Lecce, le slot nelle mani della Sacra Corona Unita: 3 arresti

di Redazione

Oltre 50 militari del comando provinciale della Guardia di finanza di Lecce, coordinati dalla locale Direzione distrettuale antimafia, sono impegnati in una vasta operazione antimafia (denominata “Hydra”) nelle province di Lecce, Taranto e Bari, in esecuzione di un decreto di sequestro, ai sensi del Codice Antimafia, richiesto dai magistrati della Dda salentina ed emesso dalla Seconda Sezione del Tribunale di Lecce, a carico di 3 persone, ritenute socialmente pericolose in quanto contigue ai clan della Sacra Corona Unita.

Le indagini, condotte dal Gico del Nucleo di polizia economico-finanziaria di Lecce, hanno dimostrato la riconducibilità a tre fratelli di Racale, in provincia di Lecce, di una società a responsabilità limitata della vicina Melissano, leader nel settore del gaming e delle scommesse.
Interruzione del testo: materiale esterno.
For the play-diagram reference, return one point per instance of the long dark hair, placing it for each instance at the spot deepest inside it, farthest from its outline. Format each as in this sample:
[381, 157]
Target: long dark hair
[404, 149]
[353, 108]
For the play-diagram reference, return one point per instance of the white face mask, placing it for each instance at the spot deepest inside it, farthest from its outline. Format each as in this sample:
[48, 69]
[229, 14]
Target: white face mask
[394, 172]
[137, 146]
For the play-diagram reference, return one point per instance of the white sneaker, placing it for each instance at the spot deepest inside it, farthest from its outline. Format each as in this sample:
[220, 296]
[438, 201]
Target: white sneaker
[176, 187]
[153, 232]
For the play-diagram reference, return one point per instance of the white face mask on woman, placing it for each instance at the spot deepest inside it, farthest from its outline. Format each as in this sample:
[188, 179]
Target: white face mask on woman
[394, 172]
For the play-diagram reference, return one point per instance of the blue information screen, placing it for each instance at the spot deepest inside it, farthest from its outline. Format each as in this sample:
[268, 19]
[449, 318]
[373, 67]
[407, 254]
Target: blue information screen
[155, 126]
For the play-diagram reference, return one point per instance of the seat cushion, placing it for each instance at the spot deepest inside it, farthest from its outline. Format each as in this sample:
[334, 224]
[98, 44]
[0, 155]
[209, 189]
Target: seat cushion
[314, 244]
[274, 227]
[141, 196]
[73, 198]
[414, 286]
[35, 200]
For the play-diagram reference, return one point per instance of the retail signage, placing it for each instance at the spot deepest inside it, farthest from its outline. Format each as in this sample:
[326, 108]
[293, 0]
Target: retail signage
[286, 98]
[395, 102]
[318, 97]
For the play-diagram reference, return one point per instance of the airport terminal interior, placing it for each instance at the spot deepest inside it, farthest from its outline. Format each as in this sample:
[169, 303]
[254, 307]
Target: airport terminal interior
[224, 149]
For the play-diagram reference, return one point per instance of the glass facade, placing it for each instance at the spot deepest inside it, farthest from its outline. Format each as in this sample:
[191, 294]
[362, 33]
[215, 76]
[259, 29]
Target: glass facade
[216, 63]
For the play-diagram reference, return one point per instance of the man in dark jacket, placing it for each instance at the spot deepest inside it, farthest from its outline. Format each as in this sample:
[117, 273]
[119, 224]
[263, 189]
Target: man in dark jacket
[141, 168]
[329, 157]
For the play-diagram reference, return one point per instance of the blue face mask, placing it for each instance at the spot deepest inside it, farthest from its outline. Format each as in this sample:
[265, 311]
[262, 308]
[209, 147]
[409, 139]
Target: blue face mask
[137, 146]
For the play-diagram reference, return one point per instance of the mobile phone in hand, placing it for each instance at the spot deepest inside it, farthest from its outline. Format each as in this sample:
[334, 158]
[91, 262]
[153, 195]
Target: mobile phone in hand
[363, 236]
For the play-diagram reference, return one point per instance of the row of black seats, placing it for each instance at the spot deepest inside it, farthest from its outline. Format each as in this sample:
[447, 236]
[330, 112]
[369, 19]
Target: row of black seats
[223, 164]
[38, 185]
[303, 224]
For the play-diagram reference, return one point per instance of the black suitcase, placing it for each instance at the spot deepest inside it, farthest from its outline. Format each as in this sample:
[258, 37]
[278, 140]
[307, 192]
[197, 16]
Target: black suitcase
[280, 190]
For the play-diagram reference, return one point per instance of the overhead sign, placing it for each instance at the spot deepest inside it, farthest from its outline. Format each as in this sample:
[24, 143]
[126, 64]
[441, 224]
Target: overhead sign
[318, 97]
La consorteria criminale indagata, al fine di schermare i proventi derivanti dal lucroso business del gioco d’azzardo, ha costituito ad hoc una società formalmente intestata ai dipendenti di un’altra azienda “di famiglia” già, peraltro, colpita da una misura interdittiva antimafia.

Le investigazioni dei finanzieri, che hanno esaminato centinaia di documenti, eseguendo numerose intercettazioni telefoniche, appostamenti e pedinamenti, hanno dimostrato la totale gestione delle attività imprenditoriali da parte del “gruppo criminale” che provava a schermarsi dietro compiacenti prestanomi. Gli investigatori hanno messo poi la lente di ingrandimento su operazioni commerciali sospette tra cui la cessione di un ramo d’azienda di un consistente valore commerciale, composto da apparecchiature da intrattenimento e dispositivi cambiamonete, a fronte di un lunghissimo e diluito pagamento rateale da parte di un prestanome che il Tribunale locale ha chiaramente dichiarato “economicamente incapace di avviare una così lucrosa attività partendo da zero”, segno che si trattava, evidentemente, di un tentativo per “schermare” i reali proprietari salentini che intendevano in tal modo sviare eventuali indagini a loro carico.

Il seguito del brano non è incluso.